As the physical dimension of engines get smaller and smaller, strong thermal fluctuations affect the amount of work produced and a new stochastic thermodynamics has been developed in response. Heat, work and entropy are not just functionals of a thermodynamic process anymore, but, because of random fluctuations, they become stochastic variables. The fundamental laws of thermodynamics are recovered when looking at average values.

Thanks to the tremendous advance in the experimental realisations of quantum technologies applications of thermodynamics with quantum devices are foreseeable in the near future. In the new emerging field of quantum thermodynamics a considerable effort is being devoted to the design and analysis of thermal machines and refrigerators operating at the quantum level and the theoretical foundation of thermodynamics from quantum principles, including the definition of thermodynamic quantities like heat and work, with inputs from quantum information theory.

There are currently several attempts at realising quantum machines, capable of producing work, with a few degrees of freedom, e.g. a single particle. Although quantum thermodynamics is developing very fast, it is not yet clear how to scale up such machines to systems composed of many quantum particles. This achievement would enable practical applications of quantum machines as autonomous devices capable of correcting errors and imperfections in quantum simulators and quantum computers as well as serving as assemblers of quantum materials at the nanoscale.

The overarching challenge of this project is to theoretically design thermal machines, that use as working substance an ensemble of many interacting quantum particles. More specifically, we will consider a network of interacting quantum particles, quantum harmonic oscillators and localised spins, externally driven and coupled to thermal and non-equilibrium reservoirs. The network will be arranged in order to transform heat into mechanical work, thus operating as a thermal engine, or to employ external work to extract heat from a cold reservoir for the realisation of a refrigerator.

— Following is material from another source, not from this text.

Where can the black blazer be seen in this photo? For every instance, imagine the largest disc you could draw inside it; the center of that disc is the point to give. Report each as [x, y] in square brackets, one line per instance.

As a further step, we will optimise the geometry and architecture of the network itself to deliver work and refrigeration with the largest power and efficiency. Since it would be a formidable task to optimise all the tens of parameters of the Hamiltonian, we will employ machine learning techniques to this end. Finally, an important fraction of the project will be done in collaboration with two experimental groups working on ultracold atoms with the aim of designing thermal machines that can be realised with their current experimental setups. In collaboration with the J. Sherson (Aarhus) we will design an engine whose working substance and reservoirs are realised with ultracold atoms in optical lattice potentials. In collaboration with T. Donner (Zürich) we will design a refrigerator made of two atomic Bose-Einstein condensates that interact with the common mode of an optical cavity.